高橋正也 独立行政法人労働安全衛生研究所作業条件適応研究グループ上席研究員

 このところ、「朝活」というのが流行っています。早起きして、朝の時間を趣味や英会話のレッスンなどにあてるそうです。では、これを明日の朝から始めるとしたら、皆さんはどのくらい簡単にできそうでしょうか。

 いわゆる朝型の方はほとんど問題ないと思われます。ところが、遅寝・遅起きである夜型の方にとっては苦痛にほかならないでしょう。もしかしたら無理かもしれません。最近の研究によれば、眠りのタイミングは個人の努力で変えられる部分とそうでない部分のあることがわかってきました。

 何時に寝て、何時に起きるかなど私たちの1日のスケジュールは体内時計によって、ほぼ決められています。この体内時計の中身がどのようになっているかについて、遺伝子に注目した研究が熱心に行われています。しかも、嬉しいことに、時計遺伝子に関する研究はわが国の専門家が世界をリードしています。

 体内時計はいくつもの遺伝子によって、巧みに調節されています。ある一群の遺伝子は時計のスイッチを入れます。すると、特別なタンパク質が作られ始めます。このタンパク質はどんどん増えていき、一定の量に達すると、今度は別なタンパク質と一緒になって、スイッチを切る働きをします。

 そうなると、特別なタンパク質は作られなくなるので、減っていきます。ある程度まで少なくなると再びスイッチが入り、特別なタンパク質がまた作られ始めます。

 このような一連の流れがほぼ24時間かけて行われ、体内時計は一回りすることになります。体内時計が正確に刻まれれば、心身の働きは快調になり、睡眠や健康は良くなります。そうなるかどうかは、何時にどのような光に当たるかによって決まります。

 朝の得意な人、宵っ張りができる人の時計遺伝子を調べると、遺伝子の特定の場所に違いのあることがよく見つかります。そのせいで、体内時計の刻まれ方が微妙に変わるのでしょう。
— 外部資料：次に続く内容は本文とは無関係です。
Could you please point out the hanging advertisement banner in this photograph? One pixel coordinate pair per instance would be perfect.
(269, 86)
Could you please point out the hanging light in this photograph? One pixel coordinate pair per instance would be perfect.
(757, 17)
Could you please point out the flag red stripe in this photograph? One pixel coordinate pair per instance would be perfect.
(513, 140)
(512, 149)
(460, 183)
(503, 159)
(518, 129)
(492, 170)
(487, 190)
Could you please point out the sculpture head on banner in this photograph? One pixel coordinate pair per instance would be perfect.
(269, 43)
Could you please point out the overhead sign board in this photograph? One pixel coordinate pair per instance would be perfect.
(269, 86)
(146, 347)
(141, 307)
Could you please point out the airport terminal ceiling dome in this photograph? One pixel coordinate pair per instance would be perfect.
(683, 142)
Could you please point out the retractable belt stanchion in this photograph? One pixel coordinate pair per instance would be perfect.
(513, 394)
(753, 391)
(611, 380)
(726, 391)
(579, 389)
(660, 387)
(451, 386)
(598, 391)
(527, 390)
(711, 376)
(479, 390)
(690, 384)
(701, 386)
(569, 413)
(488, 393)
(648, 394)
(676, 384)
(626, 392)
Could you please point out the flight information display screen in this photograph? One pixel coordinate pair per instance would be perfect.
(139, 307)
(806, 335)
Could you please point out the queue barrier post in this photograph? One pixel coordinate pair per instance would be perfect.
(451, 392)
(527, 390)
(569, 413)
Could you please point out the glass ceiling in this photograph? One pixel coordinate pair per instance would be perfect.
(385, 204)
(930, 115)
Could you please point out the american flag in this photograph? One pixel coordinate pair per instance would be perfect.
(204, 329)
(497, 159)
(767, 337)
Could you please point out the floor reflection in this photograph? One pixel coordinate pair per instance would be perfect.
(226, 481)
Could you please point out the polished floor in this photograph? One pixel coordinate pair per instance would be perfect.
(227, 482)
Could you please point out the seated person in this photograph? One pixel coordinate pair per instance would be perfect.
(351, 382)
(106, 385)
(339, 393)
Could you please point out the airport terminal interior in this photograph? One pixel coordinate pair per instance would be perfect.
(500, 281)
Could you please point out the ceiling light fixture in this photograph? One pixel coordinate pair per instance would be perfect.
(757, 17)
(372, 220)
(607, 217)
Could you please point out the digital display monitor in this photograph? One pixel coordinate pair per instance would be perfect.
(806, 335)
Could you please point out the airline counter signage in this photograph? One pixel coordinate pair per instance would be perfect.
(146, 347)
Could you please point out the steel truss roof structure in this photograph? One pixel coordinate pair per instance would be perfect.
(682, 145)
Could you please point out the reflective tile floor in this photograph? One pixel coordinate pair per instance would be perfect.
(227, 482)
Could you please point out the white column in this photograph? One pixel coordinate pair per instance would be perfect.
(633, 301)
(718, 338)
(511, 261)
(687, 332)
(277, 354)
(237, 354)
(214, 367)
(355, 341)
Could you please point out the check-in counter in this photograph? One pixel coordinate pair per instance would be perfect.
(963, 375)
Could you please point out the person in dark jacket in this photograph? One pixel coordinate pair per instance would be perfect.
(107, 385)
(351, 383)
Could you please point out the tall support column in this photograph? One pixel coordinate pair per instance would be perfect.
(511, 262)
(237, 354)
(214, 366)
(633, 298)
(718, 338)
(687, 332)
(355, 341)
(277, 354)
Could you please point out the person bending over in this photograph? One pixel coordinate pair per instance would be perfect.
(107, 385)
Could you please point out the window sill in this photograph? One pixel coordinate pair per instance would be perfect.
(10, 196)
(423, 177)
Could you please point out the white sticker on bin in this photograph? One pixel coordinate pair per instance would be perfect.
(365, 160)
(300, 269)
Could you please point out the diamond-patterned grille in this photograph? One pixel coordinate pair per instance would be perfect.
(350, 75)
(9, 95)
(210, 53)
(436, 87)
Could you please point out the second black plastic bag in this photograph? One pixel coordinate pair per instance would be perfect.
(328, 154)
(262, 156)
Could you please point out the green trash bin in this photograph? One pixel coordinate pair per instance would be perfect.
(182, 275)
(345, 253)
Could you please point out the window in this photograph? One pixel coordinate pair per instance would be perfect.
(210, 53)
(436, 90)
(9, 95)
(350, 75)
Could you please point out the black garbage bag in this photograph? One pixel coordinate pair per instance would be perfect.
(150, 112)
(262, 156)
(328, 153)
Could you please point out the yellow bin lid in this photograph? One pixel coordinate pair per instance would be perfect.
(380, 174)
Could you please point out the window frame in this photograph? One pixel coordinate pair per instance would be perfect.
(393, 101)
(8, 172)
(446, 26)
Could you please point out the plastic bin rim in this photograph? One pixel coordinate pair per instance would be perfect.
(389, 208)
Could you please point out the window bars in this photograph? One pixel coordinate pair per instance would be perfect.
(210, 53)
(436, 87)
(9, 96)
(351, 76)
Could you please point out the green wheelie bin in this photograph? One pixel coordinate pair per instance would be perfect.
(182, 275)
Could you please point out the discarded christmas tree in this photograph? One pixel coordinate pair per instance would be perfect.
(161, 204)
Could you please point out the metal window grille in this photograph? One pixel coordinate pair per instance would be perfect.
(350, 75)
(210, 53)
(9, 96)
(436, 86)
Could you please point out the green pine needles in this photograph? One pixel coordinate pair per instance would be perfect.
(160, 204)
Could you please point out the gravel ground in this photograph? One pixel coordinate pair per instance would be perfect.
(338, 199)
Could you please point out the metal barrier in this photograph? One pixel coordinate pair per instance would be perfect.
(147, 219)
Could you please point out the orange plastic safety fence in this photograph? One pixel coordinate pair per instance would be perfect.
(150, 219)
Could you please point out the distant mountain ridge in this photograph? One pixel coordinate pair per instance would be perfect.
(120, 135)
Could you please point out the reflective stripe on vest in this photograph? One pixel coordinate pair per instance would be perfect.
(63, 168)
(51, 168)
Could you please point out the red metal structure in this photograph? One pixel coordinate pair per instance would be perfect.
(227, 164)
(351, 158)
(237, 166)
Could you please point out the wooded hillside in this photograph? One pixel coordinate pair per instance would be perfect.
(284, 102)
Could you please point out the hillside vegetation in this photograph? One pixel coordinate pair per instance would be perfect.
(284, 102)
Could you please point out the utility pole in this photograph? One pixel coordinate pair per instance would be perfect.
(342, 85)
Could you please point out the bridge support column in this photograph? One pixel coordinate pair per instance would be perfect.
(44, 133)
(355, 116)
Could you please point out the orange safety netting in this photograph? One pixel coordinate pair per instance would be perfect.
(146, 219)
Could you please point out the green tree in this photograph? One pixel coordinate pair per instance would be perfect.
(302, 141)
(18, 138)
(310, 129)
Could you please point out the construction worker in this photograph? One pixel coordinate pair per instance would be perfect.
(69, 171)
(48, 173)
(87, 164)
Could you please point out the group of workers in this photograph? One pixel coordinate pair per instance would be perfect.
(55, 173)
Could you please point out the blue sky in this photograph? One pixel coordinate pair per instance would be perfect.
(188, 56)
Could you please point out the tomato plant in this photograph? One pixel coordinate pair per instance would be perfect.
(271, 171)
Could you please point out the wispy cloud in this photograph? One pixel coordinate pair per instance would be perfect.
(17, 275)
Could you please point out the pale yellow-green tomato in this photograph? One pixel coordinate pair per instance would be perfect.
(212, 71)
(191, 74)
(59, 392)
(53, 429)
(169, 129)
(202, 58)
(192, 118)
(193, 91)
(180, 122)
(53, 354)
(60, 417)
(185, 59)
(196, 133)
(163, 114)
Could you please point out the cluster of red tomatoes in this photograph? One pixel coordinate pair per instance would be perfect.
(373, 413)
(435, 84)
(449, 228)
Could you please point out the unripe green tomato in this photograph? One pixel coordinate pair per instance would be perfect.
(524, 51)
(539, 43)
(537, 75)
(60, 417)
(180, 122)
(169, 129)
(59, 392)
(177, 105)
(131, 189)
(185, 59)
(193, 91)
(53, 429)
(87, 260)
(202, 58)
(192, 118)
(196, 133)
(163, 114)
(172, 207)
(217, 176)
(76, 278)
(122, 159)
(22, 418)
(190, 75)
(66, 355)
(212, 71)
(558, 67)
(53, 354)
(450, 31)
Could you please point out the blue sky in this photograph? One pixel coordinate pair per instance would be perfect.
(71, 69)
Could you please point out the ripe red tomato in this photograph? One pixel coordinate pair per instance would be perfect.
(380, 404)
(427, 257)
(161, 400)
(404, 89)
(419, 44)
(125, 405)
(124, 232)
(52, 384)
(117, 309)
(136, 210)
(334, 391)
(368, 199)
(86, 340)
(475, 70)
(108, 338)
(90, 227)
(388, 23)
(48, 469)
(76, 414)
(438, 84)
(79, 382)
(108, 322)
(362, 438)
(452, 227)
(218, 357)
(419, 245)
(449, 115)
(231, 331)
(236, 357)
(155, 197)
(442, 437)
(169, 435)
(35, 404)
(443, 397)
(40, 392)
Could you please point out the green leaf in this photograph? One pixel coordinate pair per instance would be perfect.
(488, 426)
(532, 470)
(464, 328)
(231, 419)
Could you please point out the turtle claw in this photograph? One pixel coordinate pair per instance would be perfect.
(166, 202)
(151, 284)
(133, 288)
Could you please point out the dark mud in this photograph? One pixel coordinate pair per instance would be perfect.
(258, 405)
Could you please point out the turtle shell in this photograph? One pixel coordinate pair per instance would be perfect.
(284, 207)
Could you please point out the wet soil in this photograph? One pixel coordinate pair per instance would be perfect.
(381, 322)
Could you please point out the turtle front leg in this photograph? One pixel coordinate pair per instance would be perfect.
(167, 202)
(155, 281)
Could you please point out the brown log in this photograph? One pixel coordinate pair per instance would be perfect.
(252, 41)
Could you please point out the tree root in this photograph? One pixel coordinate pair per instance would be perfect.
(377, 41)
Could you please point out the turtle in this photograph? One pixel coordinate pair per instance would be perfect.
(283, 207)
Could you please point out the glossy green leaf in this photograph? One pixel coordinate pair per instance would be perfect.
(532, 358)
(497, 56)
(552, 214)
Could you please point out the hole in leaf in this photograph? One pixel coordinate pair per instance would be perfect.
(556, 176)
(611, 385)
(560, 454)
 朝が得意で損をすることはあまりないかもしれません。逆に、朝が苦手だと、なにかと不便です。会社や学校は普通朝早くに始まりますので、いつも遅刻していたのでは大変なことになります。

 体内時計の病気の一つに、朝5時頃にならないと寝つけず、起きるのは昼頃という眠りのタイミングが極端に後ろにずれてしまうタイプがあります。当然、社会生活に大きな支障が出てきます。治療は体内時計を朝型にシフトさせる薬を飲んだり、人工の照明を使って時計の回り方を修正したりするのが基本になります。

 体内時計がいったん壊れてしまうと、本人の努力で元に戻すのは難しくなります。また、治療も容易ではありません。体の中にある遺伝子を変えることはできないので、体内時計がよい状態で動き、長持ちするよう、光の当たり方や眠り方に気を配ることが大切になります。

たかはし・まさや●1990年東京学芸大学教育学部卒業。以来、仕事のスケジュールと睡眠問題に関する研究に従事。2001年、米国ハーバード大学医学部留学。